Aditya-L1 has seven observing instruments, including spectroscopic observing systems for the solar corona, an ultraviolet imaging telescope, an X-ray spectrometer and a pair of particle analyzers to verify the solar wind.

According to ISRO, its solar observatory has the following objectives:

  • Study of the dynamics of the sun’s upper atmosphere (chromosphere and corona).
  • Investigation of chromospheric and coronal heating, the physics of partially ionized plasma, the onset of coronal mass ejections and solar flares.
  • Observation of the plasma and particle environment on page which provides data for studying the dynamics of the Sun’s particles.
  • Study of the physics of the solar corona and its heating mechanism.
  • Diagnosis of coronal plasma and coronal loops: temperature, velocity and density.
  • Evolution, dynamics and origin of coronal mass ejections
  • Identification of the sequence of processes occurring in the multiple layers (chromosphere, base and extended corona) leading to solar flares.
  • Magnetic field topology and magnetic field measurements in the solar corona.
  • Drivers of space weather (origin, composition and dynamics of the solar wind).

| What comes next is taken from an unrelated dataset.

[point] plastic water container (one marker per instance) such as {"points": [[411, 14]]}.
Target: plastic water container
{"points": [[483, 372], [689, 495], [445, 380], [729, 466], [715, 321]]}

This is not the first time that ISRO has succeeded in sending probes outside the Earth’s sphere of influence. In 2013, Indian scientists succeeded in sending a probe to Mars. The Mars Orbiter Mission (MOM) took 15 months to complete and arrived at the planet aboard the Polar Satellite Launch Vehicle rocket. India became the first country to send a probe to the red planet in the first attempt. Arriving on Mars is an achievement of ISRO, which it also shares with the US, Russia, China, the United Arab Emirates and the European Union.